At once, I returned to Cambridge to resume my education. The survivors were allowed to do that, though heaven knows there weren’t many of us. A. R. Woresley had also survived. He had remained in Cambridge doing some sort of wartime scientific work and had had a fairly quiet war. Now he was back at his old job of teaching chemistry to undergraduates, and we were pleased to see one another again. Our friendship picked up where it had left off four years before.
One evening in February 1919, in the middle of the Lent term, A. R. Woresley invited me to supper at his house. The meal was not good. We had cheap food and cheap wine, and we had his pedicurist sister with verdigris on her teeth. I would have thought they could have lived in slightly better style than they did, but when I broached this delicate subject rather cautiously to my host, he told me that they were still struggling to pay off the mortgage on the house. After supper, A. R. Woresley and I retired to his study to drink a good bottle of port that I had brought him as a present.
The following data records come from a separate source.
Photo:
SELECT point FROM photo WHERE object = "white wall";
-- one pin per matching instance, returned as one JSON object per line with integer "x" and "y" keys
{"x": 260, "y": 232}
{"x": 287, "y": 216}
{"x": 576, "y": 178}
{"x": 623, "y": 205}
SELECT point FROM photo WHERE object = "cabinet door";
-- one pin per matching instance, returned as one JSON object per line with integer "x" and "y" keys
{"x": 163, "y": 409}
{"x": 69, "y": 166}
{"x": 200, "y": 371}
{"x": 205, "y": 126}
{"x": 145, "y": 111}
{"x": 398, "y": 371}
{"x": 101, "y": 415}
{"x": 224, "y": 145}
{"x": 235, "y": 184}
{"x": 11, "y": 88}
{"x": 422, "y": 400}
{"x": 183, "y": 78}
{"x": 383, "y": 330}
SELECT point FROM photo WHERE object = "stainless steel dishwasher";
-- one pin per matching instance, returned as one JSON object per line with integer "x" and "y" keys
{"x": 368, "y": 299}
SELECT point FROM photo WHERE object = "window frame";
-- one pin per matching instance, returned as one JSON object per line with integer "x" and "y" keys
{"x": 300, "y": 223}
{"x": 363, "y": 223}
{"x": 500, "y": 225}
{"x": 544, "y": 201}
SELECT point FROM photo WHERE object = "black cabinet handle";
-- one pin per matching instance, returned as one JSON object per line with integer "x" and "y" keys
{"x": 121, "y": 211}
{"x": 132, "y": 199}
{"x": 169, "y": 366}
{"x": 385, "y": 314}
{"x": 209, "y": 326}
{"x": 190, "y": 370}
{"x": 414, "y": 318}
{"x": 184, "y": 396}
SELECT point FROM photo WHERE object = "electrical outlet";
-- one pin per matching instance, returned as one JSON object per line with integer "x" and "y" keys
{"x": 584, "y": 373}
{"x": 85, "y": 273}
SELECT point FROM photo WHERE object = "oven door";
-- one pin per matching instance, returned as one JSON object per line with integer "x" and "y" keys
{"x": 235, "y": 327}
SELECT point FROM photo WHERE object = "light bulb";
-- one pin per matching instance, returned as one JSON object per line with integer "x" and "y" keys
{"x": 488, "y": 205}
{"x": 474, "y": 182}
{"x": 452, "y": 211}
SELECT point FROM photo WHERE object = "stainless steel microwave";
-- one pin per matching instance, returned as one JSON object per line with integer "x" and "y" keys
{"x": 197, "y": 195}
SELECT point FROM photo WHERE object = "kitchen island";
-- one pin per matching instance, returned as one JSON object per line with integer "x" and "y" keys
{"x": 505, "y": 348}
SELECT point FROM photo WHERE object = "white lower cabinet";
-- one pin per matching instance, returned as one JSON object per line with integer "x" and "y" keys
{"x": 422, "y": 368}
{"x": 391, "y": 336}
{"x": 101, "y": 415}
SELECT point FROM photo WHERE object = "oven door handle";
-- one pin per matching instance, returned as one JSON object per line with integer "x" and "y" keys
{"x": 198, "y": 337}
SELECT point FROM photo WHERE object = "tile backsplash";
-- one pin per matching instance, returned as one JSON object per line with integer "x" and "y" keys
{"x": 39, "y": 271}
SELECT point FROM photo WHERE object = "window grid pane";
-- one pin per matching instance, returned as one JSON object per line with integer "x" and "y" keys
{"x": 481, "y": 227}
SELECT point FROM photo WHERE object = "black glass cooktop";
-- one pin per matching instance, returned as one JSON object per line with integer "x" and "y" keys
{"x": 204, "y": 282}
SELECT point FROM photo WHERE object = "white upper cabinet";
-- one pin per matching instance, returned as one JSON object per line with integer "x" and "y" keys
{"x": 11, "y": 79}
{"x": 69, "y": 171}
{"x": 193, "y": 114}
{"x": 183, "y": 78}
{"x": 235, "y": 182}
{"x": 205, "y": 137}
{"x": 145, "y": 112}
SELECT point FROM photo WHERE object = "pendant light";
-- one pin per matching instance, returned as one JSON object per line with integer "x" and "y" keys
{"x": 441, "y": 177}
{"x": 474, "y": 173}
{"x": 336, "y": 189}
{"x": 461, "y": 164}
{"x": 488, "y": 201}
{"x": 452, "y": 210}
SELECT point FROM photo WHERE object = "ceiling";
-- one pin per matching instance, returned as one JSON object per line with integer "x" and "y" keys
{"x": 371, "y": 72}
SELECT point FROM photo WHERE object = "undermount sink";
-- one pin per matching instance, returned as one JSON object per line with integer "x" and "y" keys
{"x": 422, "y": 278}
It was a Croft 1890, if I remember rightly.
“Don’t often taste stuff like this,” he said. He was very comfortable in an old armchair with his pipe lit and a glass of port in his hand. What a thoroughly decent man he was, I thought. And what a terribly dull life he leads. I decided to liven things up a bit by telling him about my time in Paris six years before in 1913 when I had made one hundred thousand pounds out of Blister Beetle pills. I started at the beginning. Very quickly I got caught up in the fun of story-telling. I remembered everything, but in deference to my tutor, I left out the more salacious details. It took me nearly an hour to tell.